Naruto spojrzał zegarek w telefonie
– dochodziła czternasta. Jeszcze pół godziny wykładu i zacznie się jego
pierwszy od miesiąca trening, a Kakashi zapowiedział, że zrobi sprawdzian
kondycji. Naprawdę miał uzasadnione obawy, że jeżeli źle wypadnie, wyrzucą go z
podstawowego składu na zawody. Co chwilę zerkał na siedzącego kilka rzędów
niżej Sasuke. Ma mu pomagać w treningach, będzie obecny przy tym teście. Sam
nie wiedział dlaczego, ale najbardziej nie chciał się zbłaźnić właśnie przed
nim. Przełknął nerwowo ślinę i potargał sobie włosy na karku. Miał taki nawyk
odkąd pamiętał, zawsze, gdy nie był pewny siebie lub chciał ukryć jakieś
emocje, jego ręka lądowała z tyłu głowy. Zwykle jeszcze maskował swój stan
wybuchem śmiechu, jednak teraz, z racji miejsca, w jakim się znajdował, takie
zachowanie nie byłoby mile widziane.
– Niedługo zostaniesz łysy. – Shikamaru szarpnął go
za rękaw bluzy.
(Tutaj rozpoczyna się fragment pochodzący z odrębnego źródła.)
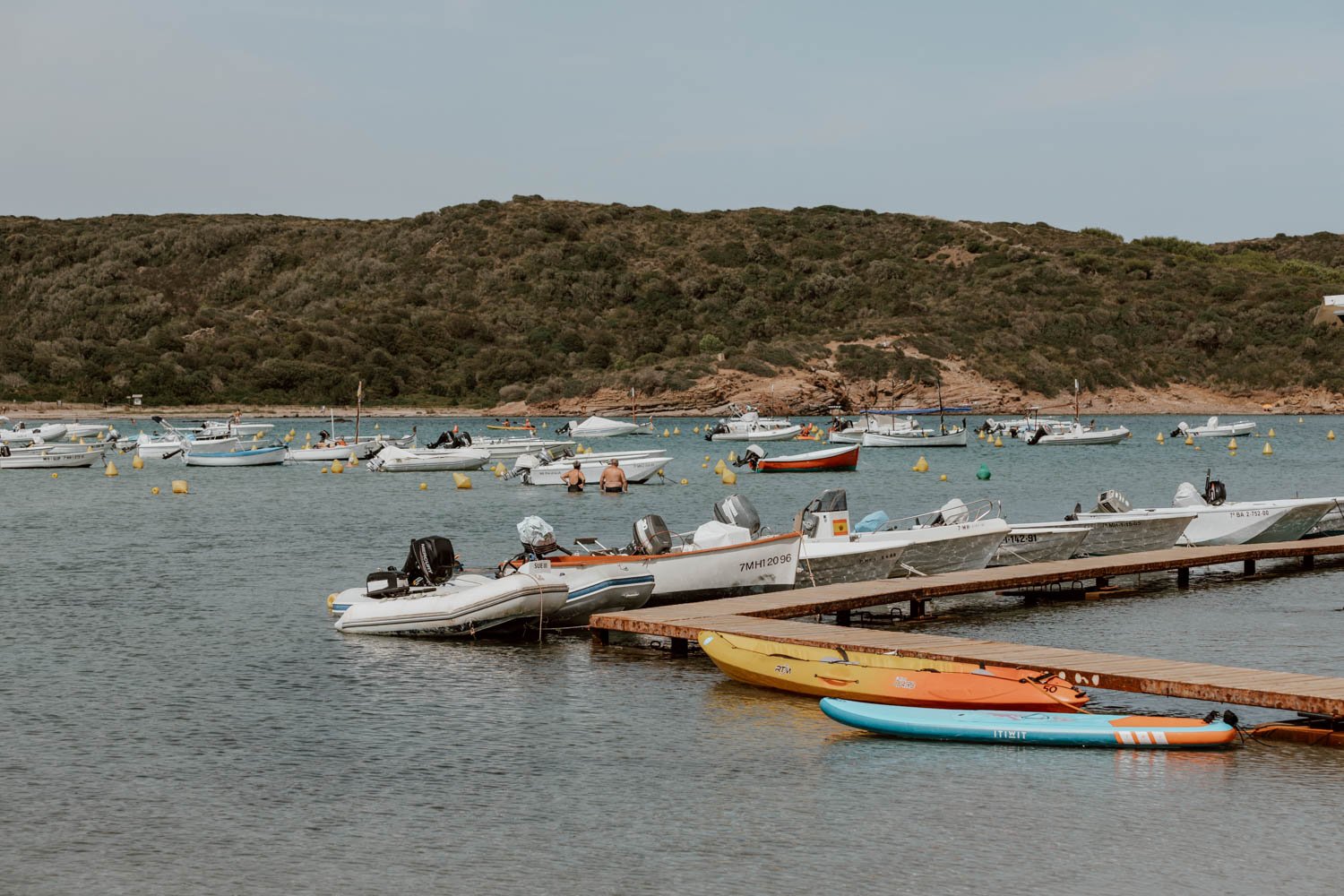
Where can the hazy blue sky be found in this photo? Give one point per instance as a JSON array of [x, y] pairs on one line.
[[1201, 120]]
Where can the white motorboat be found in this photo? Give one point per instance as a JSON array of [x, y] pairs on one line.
[[640, 468], [426, 598], [1039, 544], [233, 427], [1220, 521], [746, 425], [268, 455], [23, 435], [830, 552], [1214, 429], [601, 427], [715, 560], [954, 437], [397, 460], [503, 449], [954, 538], [47, 460], [158, 447]]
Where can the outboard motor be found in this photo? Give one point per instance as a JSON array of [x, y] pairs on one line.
[[1110, 501], [752, 455], [430, 560], [652, 535], [738, 511], [1214, 490], [827, 516]]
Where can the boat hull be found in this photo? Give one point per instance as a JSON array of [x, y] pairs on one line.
[[886, 678], [459, 610], [1030, 728], [833, 460], [1039, 546]]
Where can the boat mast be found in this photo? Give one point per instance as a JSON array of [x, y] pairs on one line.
[[359, 408]]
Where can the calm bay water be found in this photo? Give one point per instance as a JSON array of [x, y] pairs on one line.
[[180, 716]]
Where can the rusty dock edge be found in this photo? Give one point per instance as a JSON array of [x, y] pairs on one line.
[[771, 616]]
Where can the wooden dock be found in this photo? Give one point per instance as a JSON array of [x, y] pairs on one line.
[[773, 616]]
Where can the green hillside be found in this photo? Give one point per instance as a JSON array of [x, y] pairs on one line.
[[542, 300]]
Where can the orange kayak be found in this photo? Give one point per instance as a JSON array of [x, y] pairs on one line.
[[887, 678]]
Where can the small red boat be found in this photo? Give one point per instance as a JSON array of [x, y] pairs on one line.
[[843, 457]]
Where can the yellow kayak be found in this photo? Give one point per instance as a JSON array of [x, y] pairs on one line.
[[881, 677]]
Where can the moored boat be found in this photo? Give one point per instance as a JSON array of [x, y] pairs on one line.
[[886, 678], [1031, 728], [840, 458]]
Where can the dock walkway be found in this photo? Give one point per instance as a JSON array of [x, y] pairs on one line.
[[773, 616]]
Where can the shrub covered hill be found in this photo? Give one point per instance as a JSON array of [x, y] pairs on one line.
[[540, 301]]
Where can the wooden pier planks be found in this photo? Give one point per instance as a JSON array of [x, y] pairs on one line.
[[773, 616]]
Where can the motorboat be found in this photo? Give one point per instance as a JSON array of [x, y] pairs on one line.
[[1074, 435], [1214, 429], [233, 427], [639, 466], [833, 460], [746, 425], [503, 449], [957, 536], [832, 555], [601, 427], [21, 435], [268, 455], [46, 460], [715, 560], [389, 458], [954, 437], [876, 422], [1039, 544], [426, 598], [887, 677], [158, 447], [1219, 521], [1112, 533]]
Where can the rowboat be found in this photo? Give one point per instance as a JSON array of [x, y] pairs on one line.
[[47, 460], [1031, 728], [844, 457], [242, 457], [1214, 429], [886, 678], [390, 458]]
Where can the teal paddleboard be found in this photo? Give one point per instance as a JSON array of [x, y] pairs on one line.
[[1046, 728]]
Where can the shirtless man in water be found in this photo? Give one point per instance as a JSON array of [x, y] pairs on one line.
[[613, 478], [574, 477]]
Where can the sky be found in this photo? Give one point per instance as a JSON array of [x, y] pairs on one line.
[[1209, 121]]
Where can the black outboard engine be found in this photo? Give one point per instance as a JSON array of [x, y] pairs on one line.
[[738, 511], [652, 535], [1214, 490], [430, 560]]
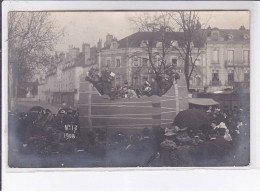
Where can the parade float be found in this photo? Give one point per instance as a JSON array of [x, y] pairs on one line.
[[98, 111]]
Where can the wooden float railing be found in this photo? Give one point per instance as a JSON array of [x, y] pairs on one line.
[[96, 111]]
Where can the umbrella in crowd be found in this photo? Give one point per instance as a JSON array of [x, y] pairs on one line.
[[192, 119]]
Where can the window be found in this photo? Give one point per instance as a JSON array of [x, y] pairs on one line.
[[246, 77], [230, 57], [215, 76], [197, 62], [174, 61], [108, 62], [215, 56], [118, 80], [230, 77], [144, 61], [118, 62], [246, 57]]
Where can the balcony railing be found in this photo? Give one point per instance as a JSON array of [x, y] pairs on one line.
[[229, 83], [236, 64], [215, 83]]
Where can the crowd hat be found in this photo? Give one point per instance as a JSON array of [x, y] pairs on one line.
[[169, 133]]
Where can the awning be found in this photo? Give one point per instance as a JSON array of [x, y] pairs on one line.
[[203, 101]]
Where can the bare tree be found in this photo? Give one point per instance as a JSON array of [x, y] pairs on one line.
[[194, 37], [31, 38], [157, 44]]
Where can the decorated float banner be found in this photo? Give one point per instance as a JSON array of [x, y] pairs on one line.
[[99, 111], [70, 131]]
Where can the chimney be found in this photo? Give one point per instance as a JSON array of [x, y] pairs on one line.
[[109, 39], [99, 44], [86, 51]]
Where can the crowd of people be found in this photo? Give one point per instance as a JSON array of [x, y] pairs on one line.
[[158, 85], [224, 142]]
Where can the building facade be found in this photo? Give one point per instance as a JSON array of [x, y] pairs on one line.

Rozumiał przyjaciela, wiedział, jak bardzo mu zależy, ale on
przypominał w tym momencie jeden wielki kłębek nerwów.
– No co…
– Nic, tylko wyglądasz, jakbyś się zgłaszał. Asuma
już kilka razy patrzył na ciebie dziwnie –
stwierdził odrobinę mniej znudzonym tonem niż zwykle.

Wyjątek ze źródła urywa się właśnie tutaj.